Fourthly, If the AFSPA isn’t repealed, it might be at a bare minimum suits international law and Indian law standards. this suggests the powers to shoot to kill under section 4(a) must be unequivocally revoked. Arrests must be made with warrants and no force should be allowed within the search and seizure procedures. Moreover, Section 5 should clearly mention that persons arrested under the Act are to be handed over to the police within day. Section 6 should be completely repealed in order that individuals that suffer abuses at the hands of the safety forces may prosecute their abusers. Basing on mere suspicion alone, soldiers shouldn’t be allowed to arrest or perform any procedure. All their actions should have an objective basis in order that they’re judicially reviewable. This may also assist those that file suit against the safety forces.

Fifthly, the definition of key phrases, especially “disturbed area” must be defined with the declaration that a neighbourhood is disturbed shouldn’t be left to the subjective opinion of the Central or State Government. It should have an objective standard which is judicially reviewable. Moreover, the declaration that a neighbourhood is disturbed should be for a specified amount of your time amounting no longer than six months. Importantly such a declaration shouldn’t persist without legislative review.

Sixthly, the instructions and training given to the soldiers should be available to the general public. Complete transparency should be established in order that a public accountability is rendered possible.

Next, there are much debating going around of complying the soldier’s mechanisms with the Indian CrPC. However, only complying the statutes and acts of the soldiers, itself does not solve the aim. The CrPC itself doesn’t fully suits international human rights standards, so making the AFSPA comply on its face with the CrPC provisions for the utilization of minimal force, arrest, search and seizure would only be a rudimentary step in reducing the abuses committed under the AFSPA.

Lastly, I strongly recommend that if the Indian Government truly believes that the sole thanks to handle the governance of the North Eastern states is thru force, then it must allow the ICRC to intervene.
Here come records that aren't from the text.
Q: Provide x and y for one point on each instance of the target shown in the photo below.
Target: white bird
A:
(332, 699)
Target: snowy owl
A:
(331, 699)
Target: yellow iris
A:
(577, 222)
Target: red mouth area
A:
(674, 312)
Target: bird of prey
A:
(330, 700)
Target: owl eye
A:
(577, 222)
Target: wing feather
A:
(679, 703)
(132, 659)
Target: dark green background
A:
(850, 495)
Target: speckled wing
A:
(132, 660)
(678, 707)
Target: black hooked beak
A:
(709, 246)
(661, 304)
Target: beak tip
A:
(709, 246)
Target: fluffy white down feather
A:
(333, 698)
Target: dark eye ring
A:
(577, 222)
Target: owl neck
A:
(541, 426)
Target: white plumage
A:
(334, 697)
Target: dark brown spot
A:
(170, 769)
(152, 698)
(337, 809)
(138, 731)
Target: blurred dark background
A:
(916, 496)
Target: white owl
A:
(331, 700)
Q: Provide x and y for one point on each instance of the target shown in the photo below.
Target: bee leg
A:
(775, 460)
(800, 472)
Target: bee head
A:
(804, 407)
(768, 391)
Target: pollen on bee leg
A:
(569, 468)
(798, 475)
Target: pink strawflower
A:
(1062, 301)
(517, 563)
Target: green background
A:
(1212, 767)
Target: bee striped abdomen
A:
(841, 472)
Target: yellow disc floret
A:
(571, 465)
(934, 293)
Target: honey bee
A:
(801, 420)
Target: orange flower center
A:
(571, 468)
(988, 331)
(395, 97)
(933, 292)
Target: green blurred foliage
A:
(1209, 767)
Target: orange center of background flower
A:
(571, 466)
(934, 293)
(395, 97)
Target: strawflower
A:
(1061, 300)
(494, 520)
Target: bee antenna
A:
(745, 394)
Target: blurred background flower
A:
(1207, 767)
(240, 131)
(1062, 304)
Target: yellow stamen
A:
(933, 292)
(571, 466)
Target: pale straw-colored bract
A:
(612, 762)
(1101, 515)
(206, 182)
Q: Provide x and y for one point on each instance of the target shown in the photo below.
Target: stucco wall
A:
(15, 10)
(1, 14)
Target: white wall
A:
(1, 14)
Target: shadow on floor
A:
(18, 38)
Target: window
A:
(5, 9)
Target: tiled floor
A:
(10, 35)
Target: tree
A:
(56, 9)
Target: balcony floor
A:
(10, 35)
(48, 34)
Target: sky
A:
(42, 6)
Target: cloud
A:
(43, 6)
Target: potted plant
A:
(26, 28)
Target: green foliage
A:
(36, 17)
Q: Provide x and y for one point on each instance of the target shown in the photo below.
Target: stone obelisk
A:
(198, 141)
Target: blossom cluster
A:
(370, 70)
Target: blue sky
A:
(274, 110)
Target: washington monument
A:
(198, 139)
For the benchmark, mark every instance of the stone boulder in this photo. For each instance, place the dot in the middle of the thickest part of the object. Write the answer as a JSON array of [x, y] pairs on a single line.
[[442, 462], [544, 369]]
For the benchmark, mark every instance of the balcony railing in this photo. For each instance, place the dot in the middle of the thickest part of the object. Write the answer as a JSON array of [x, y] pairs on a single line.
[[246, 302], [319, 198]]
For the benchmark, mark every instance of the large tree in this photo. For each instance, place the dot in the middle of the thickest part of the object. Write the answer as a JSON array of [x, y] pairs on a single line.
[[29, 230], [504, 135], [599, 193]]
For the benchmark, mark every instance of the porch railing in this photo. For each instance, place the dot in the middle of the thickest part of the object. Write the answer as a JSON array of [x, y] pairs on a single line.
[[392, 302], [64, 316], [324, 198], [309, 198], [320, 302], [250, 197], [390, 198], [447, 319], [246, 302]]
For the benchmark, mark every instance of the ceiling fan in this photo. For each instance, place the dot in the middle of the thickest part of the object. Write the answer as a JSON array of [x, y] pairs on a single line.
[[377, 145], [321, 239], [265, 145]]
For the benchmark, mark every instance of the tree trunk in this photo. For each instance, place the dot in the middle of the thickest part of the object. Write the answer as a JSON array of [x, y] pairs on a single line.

Actually, this will only have a relaxing influence on the scenario of endless strife, violence then on. Acceptance of ICRC services would demonstrate that the fighting parties want to bring an end to the violence. The ICRC’s involvement could help protect the residents of the North East who are currently trapped within the middle between Political egos and therefore the military.


VII. Bibliography

Articles Referred –

  • The Hindu Article :
  • Shodhganga Article: _cha pter%203.pdf
  • Hindustan Times Article:
  • The Hindu Centre Article: /article24790397.ece
  • News18 Article:

Books Referred –

  • Jha, Wg Cdr (Dr.) U.C., Armed Forces Special Powers Act : A Draconian Law?, Vij Books India Pvt Ltd., New Delhi, India, 2015.


[1] Author is a student at JL Bajaj School of Legal Studies, Banasthali Vidyapith, India.


[3] Indrajit Barua v.  State of Assam, AIR 1983 Del 513 at p. 525.

[4] Sanjoy Hazarika, Repeal Draconian AFSPA Law: Justice Jeevan Reddy Committee, 2005, THE SABRANG INDIA (Apr. 12, 2021, 06:10 PM),

[5] Jitesh Jha, Judicial Commission appointed by SC on AFSPA, JAGRAN JOSH, Jul 19,2013.

[6] Lt Gen Harwant Singh, Justice Verma Committee Report and AFSPA, INDIAN DEFENCE REVIEW, (Apr. 12, 2021, 06:27 PM),

[7] Indrajit Barua v.  State of Assam AIR 1983 Del 513 at p. 525.

[8] Maneka Gandhi v. Union of India, 978 AIR 597, 1978 SCR (2) 621.

[9] Ms. Jayeeta Ray, Mr. Prashant Singh, Supreme Court the Final Pedestal of Justice: Its Efficacy vis-à-vis Right to Life and Liberty, LEGAL SERVICE INDIA, (Apr. 12, 2021, 06:27 PM),

[10] Luithukla v. Rishang Keishing, (1988) 2 GLR 159.

[11] Bacha Bora v. State of Assam, (1991) 2 GLR 119.

[12] SAHRDC, Violations of Rights and Compensation: India’s Failure to adhere to International Standards, SOUTH ASIAN HUMAN RIGHTS DOCUMENTATION CENTRE, (Apr 12, 2021),

[13] A.D.M. v. Shivakant Shukla, (1976) 2 SCC 521.